La compleja red de corrupción ligada al exsecretario mexicano de Seguridad Pública, Genaro García Luna, continúa revelándose con la aparición de otra figura relevante. El 3 de junio de 2026, la Fiscalía General de la República (FGR) arrestó a Antonio Molina Díaz, excoordinador general de Prevención y Readaptación Social, debido a su posible intervención en el desvío de recursos públicos durante la edificación de ocho Centros Federales de Readaptación Social (CEFEREOS) entre los años 2013 y 2018.
Señalamientos por presunta mala administración de fondos públicos
A Molina se le señala de haber intervenido en el desvío de fondos públicos dentro de un entramado financiero encabezado por García Luna. La investigación subraya su intervención en la autorización de contratos que rebasaron los 5,000 millones de pesos, recursos que presuntamente habrían sido movilizados al extranjero por los socios cercanos de García Luna, Jonathan Alexis Weinberg y Mauricio Samuel Weinberg. Dichos contratos abarcaron la edificación de prisiones federales en Durango, Oaxaca, Morelos, Chiapas, Guanajuato, Sonora y Michoacán. De acuerdo con la FGR, ese dinero fue canalizado a través de intermediarios fraudulentos.
Detención en Ciudad de México
Agentes de la Agencia de Investigación Criminal (AIC) detuvieron a Molina en la colonia Anáhuac, dentro de la alcaldía Miguel Hidalgo en la Ciudad de México, donde las autoridades incautaron diversas identificaciones apócrifas, varios teléfonos móviles y una suma no especificada de dinero en efectivo tanto en pesos mexicanos como en dólares estadounidenses; posteriormente, Molina fue llevado al Centro de Justicia Penal Federal ubicado en el CEFERESO No. 1, reconocido como «Altiplano,» en el Estado de México.

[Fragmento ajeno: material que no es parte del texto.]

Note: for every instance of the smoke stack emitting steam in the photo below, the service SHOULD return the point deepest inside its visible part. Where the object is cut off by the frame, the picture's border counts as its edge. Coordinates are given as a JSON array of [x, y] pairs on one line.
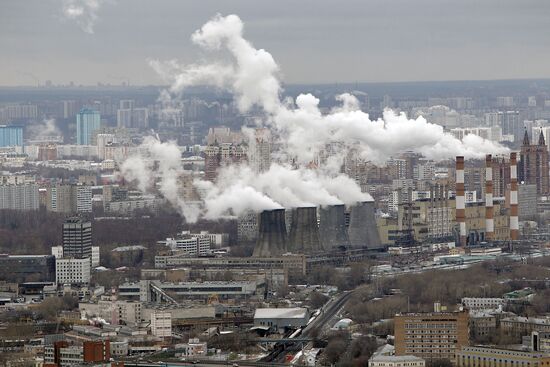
[[460, 200], [304, 233], [489, 210], [272, 238], [298, 127], [514, 222], [362, 227], [332, 227]]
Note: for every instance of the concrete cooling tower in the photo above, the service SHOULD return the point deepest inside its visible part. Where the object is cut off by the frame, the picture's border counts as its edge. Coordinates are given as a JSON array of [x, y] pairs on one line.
[[332, 227], [304, 233], [272, 238], [362, 227]]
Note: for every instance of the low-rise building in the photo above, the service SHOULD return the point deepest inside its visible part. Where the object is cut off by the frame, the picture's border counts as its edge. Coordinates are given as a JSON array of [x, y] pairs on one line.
[[495, 357], [161, 324], [432, 335], [193, 348], [479, 303], [281, 319], [396, 361], [520, 326]]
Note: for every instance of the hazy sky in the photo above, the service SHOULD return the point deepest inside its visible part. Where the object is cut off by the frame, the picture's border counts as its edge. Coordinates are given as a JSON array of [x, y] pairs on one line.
[[313, 41]]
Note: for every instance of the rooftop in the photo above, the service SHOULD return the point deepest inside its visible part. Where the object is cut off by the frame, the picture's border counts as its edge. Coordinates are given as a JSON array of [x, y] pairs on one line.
[[281, 313]]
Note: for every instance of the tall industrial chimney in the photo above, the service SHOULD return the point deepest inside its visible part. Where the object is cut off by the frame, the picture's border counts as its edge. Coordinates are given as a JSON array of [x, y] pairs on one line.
[[460, 200], [332, 227], [272, 238], [514, 222], [362, 227], [304, 233], [489, 211]]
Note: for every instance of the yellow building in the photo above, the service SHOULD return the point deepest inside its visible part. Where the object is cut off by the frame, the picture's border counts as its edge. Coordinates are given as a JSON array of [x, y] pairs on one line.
[[437, 220]]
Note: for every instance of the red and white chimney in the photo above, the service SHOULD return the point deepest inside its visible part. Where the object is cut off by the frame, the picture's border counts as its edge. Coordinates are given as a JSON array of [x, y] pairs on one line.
[[489, 211], [514, 221], [460, 200]]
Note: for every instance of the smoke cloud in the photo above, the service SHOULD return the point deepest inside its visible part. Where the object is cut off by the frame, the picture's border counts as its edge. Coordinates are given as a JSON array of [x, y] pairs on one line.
[[238, 189], [47, 127], [302, 129], [83, 12], [302, 132]]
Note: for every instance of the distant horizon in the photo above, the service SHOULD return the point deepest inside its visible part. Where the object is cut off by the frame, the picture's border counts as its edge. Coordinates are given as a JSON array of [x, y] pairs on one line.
[[105, 84]]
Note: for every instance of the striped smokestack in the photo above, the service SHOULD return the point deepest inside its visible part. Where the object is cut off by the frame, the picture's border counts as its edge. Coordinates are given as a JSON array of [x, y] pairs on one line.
[[489, 213], [514, 222], [460, 201]]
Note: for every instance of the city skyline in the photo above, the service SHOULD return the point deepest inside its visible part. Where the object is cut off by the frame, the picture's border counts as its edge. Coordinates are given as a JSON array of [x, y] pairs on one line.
[[423, 41]]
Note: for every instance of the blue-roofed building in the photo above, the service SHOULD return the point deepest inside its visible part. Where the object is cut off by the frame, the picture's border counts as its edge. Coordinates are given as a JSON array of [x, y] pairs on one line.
[[88, 121], [11, 136]]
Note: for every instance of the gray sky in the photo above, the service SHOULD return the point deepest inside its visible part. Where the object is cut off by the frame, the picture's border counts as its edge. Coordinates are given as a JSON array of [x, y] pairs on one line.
[[314, 41]]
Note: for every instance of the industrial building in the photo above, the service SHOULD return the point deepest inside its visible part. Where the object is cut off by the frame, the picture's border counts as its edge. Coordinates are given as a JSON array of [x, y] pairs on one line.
[[431, 336], [281, 319], [157, 291]]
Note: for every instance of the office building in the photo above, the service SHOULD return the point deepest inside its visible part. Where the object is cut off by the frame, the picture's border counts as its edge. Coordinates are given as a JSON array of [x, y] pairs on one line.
[[77, 238], [88, 122], [431, 336], [11, 136], [71, 270]]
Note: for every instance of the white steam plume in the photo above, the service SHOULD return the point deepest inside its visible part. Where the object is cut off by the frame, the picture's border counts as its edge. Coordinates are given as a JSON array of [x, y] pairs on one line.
[[302, 130], [47, 127], [238, 188], [83, 12], [162, 160]]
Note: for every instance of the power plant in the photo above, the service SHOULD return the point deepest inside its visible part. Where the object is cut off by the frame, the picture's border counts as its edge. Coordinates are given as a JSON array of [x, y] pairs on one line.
[[272, 237], [362, 227], [304, 233], [332, 227]]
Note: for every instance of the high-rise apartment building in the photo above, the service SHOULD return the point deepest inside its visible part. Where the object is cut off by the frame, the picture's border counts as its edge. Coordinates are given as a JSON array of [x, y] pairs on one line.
[[11, 136], [259, 153], [533, 165], [88, 121], [69, 199], [77, 238], [511, 124], [69, 109], [432, 336]]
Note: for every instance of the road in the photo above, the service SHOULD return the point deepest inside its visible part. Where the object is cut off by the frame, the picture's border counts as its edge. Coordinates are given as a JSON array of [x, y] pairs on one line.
[[317, 327]]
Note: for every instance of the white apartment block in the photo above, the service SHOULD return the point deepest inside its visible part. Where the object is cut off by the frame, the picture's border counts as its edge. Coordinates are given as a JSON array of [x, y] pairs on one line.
[[72, 271], [191, 244], [19, 197], [478, 303]]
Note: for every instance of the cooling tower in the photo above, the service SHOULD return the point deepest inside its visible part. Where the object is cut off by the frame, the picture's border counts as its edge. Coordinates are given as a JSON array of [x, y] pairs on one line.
[[332, 227], [362, 227], [271, 234], [304, 233]]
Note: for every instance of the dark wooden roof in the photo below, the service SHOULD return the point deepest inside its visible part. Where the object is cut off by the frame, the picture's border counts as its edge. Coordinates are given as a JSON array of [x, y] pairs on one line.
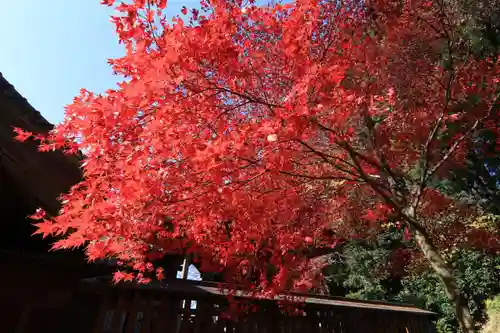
[[202, 289], [42, 176]]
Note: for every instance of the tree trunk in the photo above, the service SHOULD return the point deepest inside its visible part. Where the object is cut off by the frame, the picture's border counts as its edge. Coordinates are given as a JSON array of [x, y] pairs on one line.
[[445, 273]]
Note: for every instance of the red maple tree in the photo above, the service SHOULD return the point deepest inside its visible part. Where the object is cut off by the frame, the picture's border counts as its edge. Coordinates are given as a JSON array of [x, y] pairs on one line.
[[252, 135]]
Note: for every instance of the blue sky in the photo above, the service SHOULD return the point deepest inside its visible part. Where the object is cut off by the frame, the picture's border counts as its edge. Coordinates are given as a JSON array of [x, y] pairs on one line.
[[52, 48]]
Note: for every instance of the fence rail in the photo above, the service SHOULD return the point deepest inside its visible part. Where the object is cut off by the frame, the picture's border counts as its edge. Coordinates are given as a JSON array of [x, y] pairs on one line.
[[194, 310]]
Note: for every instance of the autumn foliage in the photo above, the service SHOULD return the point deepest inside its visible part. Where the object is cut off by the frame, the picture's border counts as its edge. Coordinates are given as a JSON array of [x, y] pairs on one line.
[[252, 135]]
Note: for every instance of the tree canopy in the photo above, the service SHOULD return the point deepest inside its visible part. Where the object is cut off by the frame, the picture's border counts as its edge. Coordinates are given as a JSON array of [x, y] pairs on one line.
[[252, 136]]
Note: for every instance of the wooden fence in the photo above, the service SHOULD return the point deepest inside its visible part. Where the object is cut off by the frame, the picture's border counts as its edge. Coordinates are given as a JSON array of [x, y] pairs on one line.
[[200, 307]]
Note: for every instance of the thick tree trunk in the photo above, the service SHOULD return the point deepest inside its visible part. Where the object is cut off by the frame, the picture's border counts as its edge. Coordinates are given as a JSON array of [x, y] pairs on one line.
[[445, 273]]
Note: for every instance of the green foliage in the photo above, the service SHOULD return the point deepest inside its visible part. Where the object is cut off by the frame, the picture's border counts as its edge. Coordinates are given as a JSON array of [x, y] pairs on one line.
[[477, 277], [493, 311]]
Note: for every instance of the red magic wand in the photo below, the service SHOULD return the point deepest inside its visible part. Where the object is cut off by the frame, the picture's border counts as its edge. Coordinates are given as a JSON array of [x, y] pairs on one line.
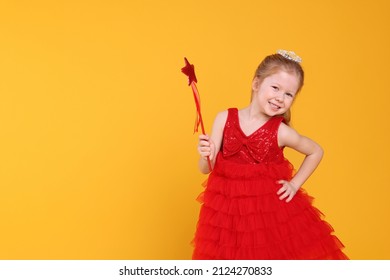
[[189, 70]]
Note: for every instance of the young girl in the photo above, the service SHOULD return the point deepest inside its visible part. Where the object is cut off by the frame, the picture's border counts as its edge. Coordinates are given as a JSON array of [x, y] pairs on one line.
[[253, 204]]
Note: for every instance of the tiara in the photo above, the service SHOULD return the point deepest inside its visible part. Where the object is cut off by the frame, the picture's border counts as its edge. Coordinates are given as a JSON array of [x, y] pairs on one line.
[[290, 55]]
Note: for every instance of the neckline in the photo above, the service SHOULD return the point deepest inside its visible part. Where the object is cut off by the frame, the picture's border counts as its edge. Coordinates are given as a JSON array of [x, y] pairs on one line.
[[255, 131]]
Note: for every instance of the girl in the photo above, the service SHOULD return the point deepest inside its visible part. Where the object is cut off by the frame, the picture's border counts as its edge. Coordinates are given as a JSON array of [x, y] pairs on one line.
[[253, 204]]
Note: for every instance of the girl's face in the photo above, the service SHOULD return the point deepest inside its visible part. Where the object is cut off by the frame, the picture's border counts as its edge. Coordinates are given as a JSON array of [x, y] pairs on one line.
[[275, 94]]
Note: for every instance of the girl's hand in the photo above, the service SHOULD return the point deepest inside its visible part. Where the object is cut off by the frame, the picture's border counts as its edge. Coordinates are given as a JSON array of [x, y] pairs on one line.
[[206, 147], [288, 190]]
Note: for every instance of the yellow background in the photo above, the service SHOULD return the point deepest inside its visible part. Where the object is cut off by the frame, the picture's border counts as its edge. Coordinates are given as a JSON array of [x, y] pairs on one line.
[[97, 155]]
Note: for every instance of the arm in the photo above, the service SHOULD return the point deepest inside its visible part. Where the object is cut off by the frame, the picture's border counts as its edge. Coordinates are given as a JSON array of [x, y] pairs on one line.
[[313, 154], [210, 145]]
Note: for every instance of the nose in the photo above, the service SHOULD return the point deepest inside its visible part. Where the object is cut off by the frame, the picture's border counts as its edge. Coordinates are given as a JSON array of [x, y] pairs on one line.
[[280, 97]]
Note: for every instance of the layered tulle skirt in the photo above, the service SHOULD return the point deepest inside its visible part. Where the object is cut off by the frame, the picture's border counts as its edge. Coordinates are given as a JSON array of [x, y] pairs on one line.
[[241, 217]]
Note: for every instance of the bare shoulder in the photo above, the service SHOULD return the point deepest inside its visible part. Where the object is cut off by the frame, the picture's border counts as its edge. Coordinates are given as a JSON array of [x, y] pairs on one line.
[[220, 119]]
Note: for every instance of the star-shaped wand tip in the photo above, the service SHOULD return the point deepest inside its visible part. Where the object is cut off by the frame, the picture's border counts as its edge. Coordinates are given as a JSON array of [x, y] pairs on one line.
[[189, 70]]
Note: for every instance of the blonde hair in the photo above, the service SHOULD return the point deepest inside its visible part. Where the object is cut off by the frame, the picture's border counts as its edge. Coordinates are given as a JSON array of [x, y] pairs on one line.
[[274, 63]]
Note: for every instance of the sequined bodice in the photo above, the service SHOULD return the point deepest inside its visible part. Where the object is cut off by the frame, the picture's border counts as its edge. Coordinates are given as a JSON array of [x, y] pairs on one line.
[[259, 147]]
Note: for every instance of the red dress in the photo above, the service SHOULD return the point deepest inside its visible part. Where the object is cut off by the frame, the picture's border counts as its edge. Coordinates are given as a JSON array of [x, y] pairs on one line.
[[241, 216]]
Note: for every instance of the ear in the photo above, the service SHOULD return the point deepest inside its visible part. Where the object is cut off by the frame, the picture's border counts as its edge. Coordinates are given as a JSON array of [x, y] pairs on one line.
[[256, 84]]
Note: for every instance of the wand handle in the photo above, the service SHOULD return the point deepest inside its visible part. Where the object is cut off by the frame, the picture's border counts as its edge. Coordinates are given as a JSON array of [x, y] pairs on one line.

Antecedentes de Actividad Delictiva
Antes de este caso, Molina había desempeñado funciones en el Instituto Nacional de Migración (INM), donde asumía la responsabilidad del control y la supervisión migratoria. Durante su periodo en esa institución, se le vinculó con la tragedia ocurrida en 2023 en Ciudad Juárez, cuando un incendio dentro de un centro de detención provocó la muerte de 40 personas y dejó a otras 27 con heridas de gravedad. Aunque Molina fue objeto de escrutinio legal por aquel suceso, no fue arrestado entonces y consiguió mantenerse en libertad mientras el proceso avanzaba.
Alcances Más Extensos de la Investigación
Esta reciente aprehensión se integra en una investigación más amplia sobre presuntos actos de corrupción que involucran a García Luna, varias dependencias federales y empresas relacionadas. Entre las firmas señaladas figura Nunvav Inc., que en 2012 obtuvo contratos por un monto total de 233 millones de dólares del organismo encargado de la administración de las prisiones federales (OADPRS). Dichos recursos, según se alega, habrían sido canalizados hacia García Luna y su red.
La Expansión de la Corrupción
El caso de Molina es uno de los muchos vinculados a esta extensa investigación, que ahora incluye a más de 60 funcionarios. Las continuas investigaciones realizadas por la Fiscalía Especializada en Materia de Delincuencia Organizada (FEMDO) subrayan la complejidad de la red de corrupción de García Luna, que operó en múltiples sectores y aparentemente alcanzó los niveles más altos del gobierno durante administraciones pasadas.
La detención revela cuán arraigada está la corrupción en el sistema penal y de seguridad de México, y abre serias dudas sobre los mecanismos de vigilancia, la responsabilidad institucional y las consecuencias duraderas que estos actos pueden tener en la confianza ciudadana.